On 7/16/21 2:59 PM, Waiman Long wrote:
On 7/16/21 2:44 PM, Waiman Long wrote:
On 7/5/21 1:51 PM, Tejun Heo wrote:
On Mon, Jun 28, 2021 at 09:06:50AM -0400, Waiman Long wrote:
The main reason for doing this is because normal cpuset control file actions are under the direct control of the cpuset code. So it is up to us to decide whether to grant it or deny it. Hotplug, on the other hand, is not under the control of cpuset code. It can't deny a hotplug operation. This is the main reason why the partition root error state was added in the first place.
I have a difficult time convincing myself that this difference justifies the behavior difference and it keeps bothering me that there is a state which can be reached through one path but rejected by the other. I'll continue below.
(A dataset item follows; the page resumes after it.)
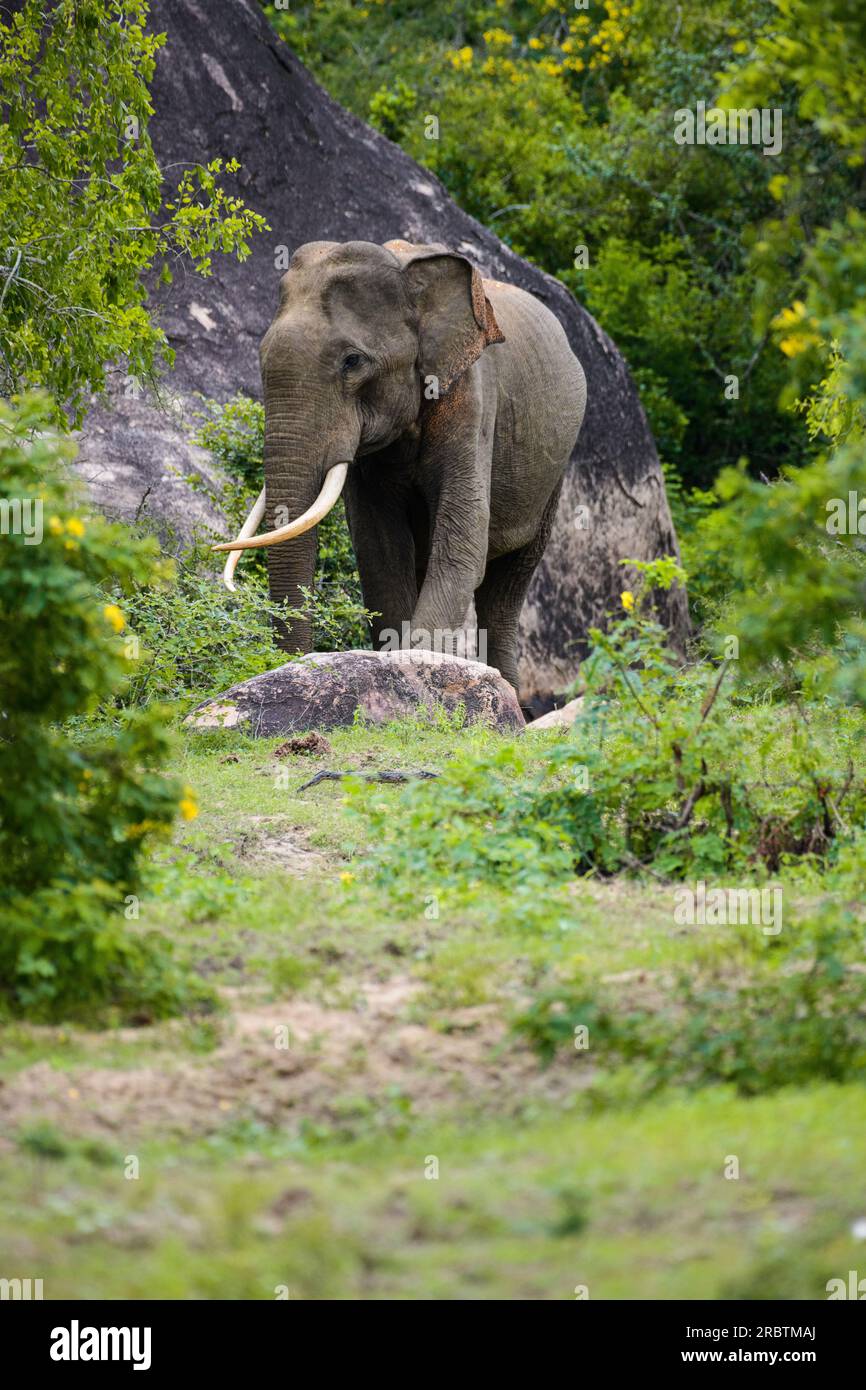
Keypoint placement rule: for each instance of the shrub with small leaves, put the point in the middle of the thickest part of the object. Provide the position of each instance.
(75, 812)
Normally, users can set cpuset.cpus to whatever value they want even though they are not actually granted. However, turning on partition root is under more strict control. You can't turn on partition root if the CPUs requested cannot actually be granted. The problem with setting the state to just partition error is that users may not be aware that the partition creation operation fails. We can't assume all users will do the proper error checking. I would rather let them know the operation fails rather than relying on them doing the proper check afterward.
Yes, I agree that it is a different philosophy than the original cpuset code, but I thought one reason of doing cgroup v2 is to simplify the interface and make it a bit more erorr-proof. Since partition root creation is a relatively rare operation, we can afford to make it more strict than the other operations.
So, IMO, one of the reasons why cgroup1 interface was such a mess was because each piece of interaction was designed ad-hoc without regard to the overall consistency. One person feels a particular way of interacting with the interface is "correct" and does it that way and another person does another part in a different way. In the end, we ended up with a messy patchwork.
One problematic aspect of cpuset in cgroup1 was the handling of failure modes, which was caused by the same exact approach - we wanted the interface to reject invalid configurations outright even though we didn't have the ability to prevent those configurations from occurring through other paths, which makes the failure mode more subtle by further obscuring them.
I think a better approach would be having a clear signal and mechanism to watch the state and explicitly requiring users to verify and monitor the state transitions.
Sorry for the late reply as I was busy with other works.
I agree with you on principle. However, the reason why there are more restrictions on enabling partition is because I want to avoid forcing the users to always read back cpuset.partition.type to see if the operation succeeds instead of just getting an error from the operation. The former approach is more error prone. If you don't want changes in existing behavior, I can relax the checking and allow them to become an invalid partition if an illegal operation happens.
Also there is now another cpuset patch to extend cpu isolation to cgroup v1 . I think it is better suit to the cgroup v2 partition scheme, but cgroup v1 is still quite heavily out there.
Please let me know what you want me to do and I will send out a v3 version.
Note that the current cpuset partition implementation have implemented some restrictions on when a partition can be enabled. However, I missed some corner cases in the original implementation that allow certain cpuset operations to make a partition invalid. I tried to plug those holes in this patchset. However, if maintaining backward compatibility is more important, I can leave those holes and update the documentation to make sure that people check cpuset.partition.type to confirm if their operation succeeds.
I just realize that partition root set the CPU_EXCLUSIVE bit. So changes to cpuset.cpus that break exclusivity rule is not allowed anyway. This patchset is just adding additional checks so that cpuset.cpus changes that break the partition root rules will not be allowed. I can remove those additional checks for this patchset and allow cpuset.cpus changes that break the partition root rules to make it invalid instead. However, I still want invalid changes to cpuset.partition.type to be disallowed.